Hosny G, Roman L J, Mostafa M H, Masters B S
Department of Biochemistry, The University of Texas Health Science Center at San Antonio 78284-7760, USA.
Arch Biochem Biophys. 1999 Jun 15;366(2):199-206. doi: 10.1006/abbi.1999.1214.
Cytochromes P450 of the 4A family metabolize a variety of fatty acids, prostaglandins, and eicosanoids mainly at the terminal carbon (omega-hydroxylation) and, to a lesser extent, at the penultimate carbon [(omega-1)-hydroxylation]. In the present study, cytochrome P4504A5 (4A5) has been successfully expressed in Escherichia coli, with an average yield of enzyme of approximately 80 nmol/liter of cells. Spectroscopic characterization of the purified enzyme, using electron paramagnetic resonance and absolute and substrate-perturbed optical difference spectroscopy, showed that the heme of resting 4A5 is primarily low spin, but is converted primarily to high spin by substrate binding. The kcat and Km values for laurate omega-hydroxylation were 41 min-1 and 8.5 microM, respectively, in the absence of cytochrome b5, and 138 min-1 and 38 microM, respectively, in the presence of cytochrome b5. Hydroxylation of palmitate was dependent on the presence of cytochrome b5; kcat and Km values were 48 min-1 and 122 microM, respectively. Hydroxylation of arachidonic acid was barely detectable and was unchanged by the addition of cytochrome b5.

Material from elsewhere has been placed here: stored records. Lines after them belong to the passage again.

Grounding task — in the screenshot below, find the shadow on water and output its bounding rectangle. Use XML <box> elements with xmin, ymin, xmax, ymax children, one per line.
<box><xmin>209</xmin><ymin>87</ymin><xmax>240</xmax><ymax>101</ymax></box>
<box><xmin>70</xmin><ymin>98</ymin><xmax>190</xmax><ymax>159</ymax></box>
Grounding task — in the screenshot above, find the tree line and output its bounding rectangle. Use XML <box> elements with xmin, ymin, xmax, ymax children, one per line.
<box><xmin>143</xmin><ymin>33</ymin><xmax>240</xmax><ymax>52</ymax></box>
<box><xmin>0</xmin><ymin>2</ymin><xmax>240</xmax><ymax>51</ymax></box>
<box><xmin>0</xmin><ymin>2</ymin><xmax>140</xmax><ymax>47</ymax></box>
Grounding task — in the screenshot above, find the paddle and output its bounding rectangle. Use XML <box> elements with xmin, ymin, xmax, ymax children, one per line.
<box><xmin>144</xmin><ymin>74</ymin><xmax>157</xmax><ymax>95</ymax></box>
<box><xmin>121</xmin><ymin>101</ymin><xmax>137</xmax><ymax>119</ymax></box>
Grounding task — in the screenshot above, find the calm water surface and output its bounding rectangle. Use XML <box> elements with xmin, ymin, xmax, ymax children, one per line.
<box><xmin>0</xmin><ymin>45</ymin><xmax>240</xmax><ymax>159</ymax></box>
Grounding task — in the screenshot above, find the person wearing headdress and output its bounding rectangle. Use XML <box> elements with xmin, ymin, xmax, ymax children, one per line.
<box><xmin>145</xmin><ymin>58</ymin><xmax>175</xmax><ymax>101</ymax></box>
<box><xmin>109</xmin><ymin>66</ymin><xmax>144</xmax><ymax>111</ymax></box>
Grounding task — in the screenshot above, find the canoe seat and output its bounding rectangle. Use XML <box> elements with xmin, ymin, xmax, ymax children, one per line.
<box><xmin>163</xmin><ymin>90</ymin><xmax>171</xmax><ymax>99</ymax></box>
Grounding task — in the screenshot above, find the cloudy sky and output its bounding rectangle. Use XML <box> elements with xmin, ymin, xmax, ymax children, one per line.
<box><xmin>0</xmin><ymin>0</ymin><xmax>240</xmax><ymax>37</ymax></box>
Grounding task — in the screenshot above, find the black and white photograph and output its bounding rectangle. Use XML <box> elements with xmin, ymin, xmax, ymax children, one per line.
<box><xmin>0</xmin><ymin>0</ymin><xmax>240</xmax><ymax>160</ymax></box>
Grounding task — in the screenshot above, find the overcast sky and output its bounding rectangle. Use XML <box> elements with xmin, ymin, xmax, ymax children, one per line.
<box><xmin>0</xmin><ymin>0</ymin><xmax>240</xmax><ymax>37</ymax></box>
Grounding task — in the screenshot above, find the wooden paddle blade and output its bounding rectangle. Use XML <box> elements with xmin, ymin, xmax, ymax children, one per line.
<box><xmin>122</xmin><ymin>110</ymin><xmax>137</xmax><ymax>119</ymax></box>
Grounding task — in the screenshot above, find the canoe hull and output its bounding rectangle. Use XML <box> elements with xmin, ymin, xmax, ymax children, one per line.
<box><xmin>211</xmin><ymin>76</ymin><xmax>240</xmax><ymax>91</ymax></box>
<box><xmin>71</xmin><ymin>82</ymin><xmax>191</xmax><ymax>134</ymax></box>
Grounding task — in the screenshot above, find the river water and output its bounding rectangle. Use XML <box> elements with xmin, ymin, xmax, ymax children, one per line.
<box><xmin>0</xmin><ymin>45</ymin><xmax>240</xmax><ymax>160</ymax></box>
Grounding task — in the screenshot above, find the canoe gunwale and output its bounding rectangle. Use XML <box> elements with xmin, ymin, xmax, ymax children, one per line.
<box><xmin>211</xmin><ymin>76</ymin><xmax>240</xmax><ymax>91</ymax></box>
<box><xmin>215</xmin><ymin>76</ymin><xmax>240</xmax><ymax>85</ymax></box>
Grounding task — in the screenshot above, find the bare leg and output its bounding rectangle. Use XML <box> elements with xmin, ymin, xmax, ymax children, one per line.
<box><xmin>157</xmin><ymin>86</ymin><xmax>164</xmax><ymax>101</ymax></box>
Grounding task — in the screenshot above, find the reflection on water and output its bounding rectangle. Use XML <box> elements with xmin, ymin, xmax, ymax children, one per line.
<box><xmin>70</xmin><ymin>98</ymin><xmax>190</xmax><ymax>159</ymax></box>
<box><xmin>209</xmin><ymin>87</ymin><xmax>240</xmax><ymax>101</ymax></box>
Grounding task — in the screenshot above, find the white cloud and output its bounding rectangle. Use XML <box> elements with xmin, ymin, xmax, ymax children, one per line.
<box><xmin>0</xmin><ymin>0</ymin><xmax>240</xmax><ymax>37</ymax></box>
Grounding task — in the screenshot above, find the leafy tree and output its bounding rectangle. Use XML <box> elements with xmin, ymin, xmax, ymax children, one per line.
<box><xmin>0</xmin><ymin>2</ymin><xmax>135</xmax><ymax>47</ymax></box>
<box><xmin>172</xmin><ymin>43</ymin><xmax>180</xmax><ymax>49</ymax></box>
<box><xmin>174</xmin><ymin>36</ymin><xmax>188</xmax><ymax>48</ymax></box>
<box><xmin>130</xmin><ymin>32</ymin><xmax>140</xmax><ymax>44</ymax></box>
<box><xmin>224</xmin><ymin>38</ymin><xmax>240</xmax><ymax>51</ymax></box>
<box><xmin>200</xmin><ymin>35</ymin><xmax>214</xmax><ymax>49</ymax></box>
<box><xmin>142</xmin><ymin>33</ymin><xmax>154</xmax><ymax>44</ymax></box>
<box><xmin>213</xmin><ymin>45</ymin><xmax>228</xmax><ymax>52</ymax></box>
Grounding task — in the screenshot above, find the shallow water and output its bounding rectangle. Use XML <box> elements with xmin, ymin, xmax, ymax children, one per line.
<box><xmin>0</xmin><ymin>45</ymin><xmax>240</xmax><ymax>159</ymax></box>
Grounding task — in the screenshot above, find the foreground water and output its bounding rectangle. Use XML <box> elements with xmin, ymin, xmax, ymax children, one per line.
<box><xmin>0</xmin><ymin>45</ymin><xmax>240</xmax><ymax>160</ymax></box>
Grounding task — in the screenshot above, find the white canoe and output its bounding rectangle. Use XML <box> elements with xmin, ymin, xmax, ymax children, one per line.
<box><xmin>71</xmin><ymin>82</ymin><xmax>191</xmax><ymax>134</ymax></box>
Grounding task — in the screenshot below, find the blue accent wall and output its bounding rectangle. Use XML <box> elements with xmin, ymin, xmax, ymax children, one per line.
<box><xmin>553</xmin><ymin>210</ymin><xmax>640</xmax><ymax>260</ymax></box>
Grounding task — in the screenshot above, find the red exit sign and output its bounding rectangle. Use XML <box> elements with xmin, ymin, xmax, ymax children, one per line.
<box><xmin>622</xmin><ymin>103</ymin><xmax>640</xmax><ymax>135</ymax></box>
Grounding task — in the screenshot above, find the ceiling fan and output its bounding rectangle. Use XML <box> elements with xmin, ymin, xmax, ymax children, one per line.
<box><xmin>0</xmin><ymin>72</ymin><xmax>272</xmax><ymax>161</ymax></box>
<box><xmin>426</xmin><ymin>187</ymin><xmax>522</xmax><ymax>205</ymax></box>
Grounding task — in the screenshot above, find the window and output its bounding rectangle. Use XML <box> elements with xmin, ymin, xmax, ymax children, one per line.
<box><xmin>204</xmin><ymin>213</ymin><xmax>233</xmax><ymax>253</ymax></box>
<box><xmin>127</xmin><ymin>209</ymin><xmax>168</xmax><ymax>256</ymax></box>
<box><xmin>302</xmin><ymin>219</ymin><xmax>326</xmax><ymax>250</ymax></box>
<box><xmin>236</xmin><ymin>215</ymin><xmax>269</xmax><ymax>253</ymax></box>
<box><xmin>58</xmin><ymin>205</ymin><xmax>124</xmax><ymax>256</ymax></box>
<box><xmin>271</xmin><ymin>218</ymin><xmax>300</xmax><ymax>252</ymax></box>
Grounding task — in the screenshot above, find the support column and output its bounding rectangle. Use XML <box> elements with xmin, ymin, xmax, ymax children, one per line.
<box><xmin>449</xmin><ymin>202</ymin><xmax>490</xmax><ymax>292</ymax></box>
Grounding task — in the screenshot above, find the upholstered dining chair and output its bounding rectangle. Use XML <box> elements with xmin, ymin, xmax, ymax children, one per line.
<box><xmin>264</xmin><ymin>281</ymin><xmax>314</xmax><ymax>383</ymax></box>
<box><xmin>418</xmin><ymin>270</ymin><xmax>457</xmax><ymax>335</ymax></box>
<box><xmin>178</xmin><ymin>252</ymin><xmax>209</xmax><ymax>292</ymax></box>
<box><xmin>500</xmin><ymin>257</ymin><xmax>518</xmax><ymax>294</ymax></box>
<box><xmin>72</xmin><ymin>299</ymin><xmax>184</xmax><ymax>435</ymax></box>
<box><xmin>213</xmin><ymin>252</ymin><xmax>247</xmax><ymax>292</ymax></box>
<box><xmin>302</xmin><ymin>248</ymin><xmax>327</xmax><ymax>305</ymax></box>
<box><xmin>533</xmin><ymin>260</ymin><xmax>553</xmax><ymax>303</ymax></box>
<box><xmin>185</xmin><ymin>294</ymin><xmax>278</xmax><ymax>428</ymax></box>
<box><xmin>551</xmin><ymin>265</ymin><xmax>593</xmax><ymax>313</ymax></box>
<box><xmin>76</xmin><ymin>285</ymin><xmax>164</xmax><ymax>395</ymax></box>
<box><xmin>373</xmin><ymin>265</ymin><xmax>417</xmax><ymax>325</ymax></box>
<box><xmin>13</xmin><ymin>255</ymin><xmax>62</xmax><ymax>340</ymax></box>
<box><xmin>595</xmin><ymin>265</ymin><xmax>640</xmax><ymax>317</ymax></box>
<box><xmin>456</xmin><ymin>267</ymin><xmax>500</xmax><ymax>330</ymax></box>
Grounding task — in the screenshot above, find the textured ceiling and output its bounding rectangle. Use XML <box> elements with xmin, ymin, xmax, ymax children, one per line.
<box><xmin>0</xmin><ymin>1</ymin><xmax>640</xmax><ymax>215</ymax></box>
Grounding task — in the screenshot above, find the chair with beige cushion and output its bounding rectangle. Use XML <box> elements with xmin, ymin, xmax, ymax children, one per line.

4A家族的细胞色素P450主要在末端碳原子处(ω-羟基化)代谢多种脂肪酸、前列腺素和类二十烷酸,在较小程度上也在倒数第二个碳原子处(ω-1-羟基化)进行代谢。在本研究中,细胞色素P4504A5(4A5)已在大肠杆菌中成功表达,每升细胞的酶平均产量约为80 nmol。使用电子顺磁共振以及绝对和底物扰动光学差光谱对纯化酶进行光谱表征,结果表明,静止状态的4A5的血红素主要为低自旋,但通过底物结合主要转变为高自旋。在不存在细胞色素b5的情况下,月桂酸ω-羟基化的kcat和Km值分别为41 min-1和8.5 μM,在存在细胞色素b5的情况下,分别为138 min-1和38 μM。棕榈酸的羟基化取决于细胞色素b5的存在;kcat和Km值分别为48 min-1和122 μM。花生四烯酸的羟基化几乎检测不到,并且添加细胞色素b5后也没有变化。